It’s never a bad idea to pop a mint before a meeting or a first date, but did you know some people suffer from halitophobia – a paranoia of having bad breath?
For those of us without halitophobia, bad breath has some fairly common causes. Let’s look at what bad breath actually is, and how to treat it.
What is bad breath?
Halitosis — the medical term for bad breath — is often caused by poor teeth brushing and flossing. If you keep up these bad habits, bacteria can build up and produce smelly gas. This bacteria is often on your tongue, especially toward the back where it’s hard to reach. While it’s unpleasant, bad breath is not infectious and it’s fairly common, affecting about 2.4 per cent of Australian adults.
What causes bad breath?
Watch Medibank expert Dr Kelly Tse explain what can cause bad breath, as well as treatment and prevention strategies.
Aside from poor oral hygiene, a number of factors can trigger bad breath. These include;
- Certain foods such as garlic and onion
- Dental problems, like gum disease
- Dry mouth or dehydration
- Acid reflux
- Postnasal discharge, caused by chronic sinusitis
- Some medications, such as certain heart medication and chemotherapy
- Serious conditions such as gastro-oesophageal reflux disease (GORD), respiratory disease, or diabetes.
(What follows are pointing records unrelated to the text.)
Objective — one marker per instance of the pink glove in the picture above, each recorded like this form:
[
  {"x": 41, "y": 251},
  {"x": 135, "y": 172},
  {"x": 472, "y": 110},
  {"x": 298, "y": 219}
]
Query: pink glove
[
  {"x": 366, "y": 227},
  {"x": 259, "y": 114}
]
How do I prevent bad breath?
There are some simple things you can do to prevent bad breath.
To keep your mouth so fresh and so clean, brush and floss twice a day. Gentle scraping or brushing on your tongue is also recommended – the hardest to reach parts are usually the smelliest.
It’s important to drink lots of water and avoid smelly food and drink. Quitting smoking can also help to prevent bad breath, as well as reduce your risk of gum disease.
If the underlying cause of your bad breath is due to a more serious dental problem or health condition, managing them properly will help prevent bad breath. Regular dental check-ups can help you keep on top of gum disease and other dental problems, while your GP can help manage health conditions like diabetes.
How do I treat bad breath?
The best way to treat bad breath is to address the underlying cause, for example ensuring you are brushing your teeth and flossing regularly.
There are also plenty of ‘quick fixes’ to help manage it. Mouthwashes, sprays, lozenges, and chewing gums can all help. If you suffer from sinus issues, treatment such as rinses and sprays are also an option.
If symptoms don’t resolve or you’d like to find the right treatment for you, speak to your dentist or your GP.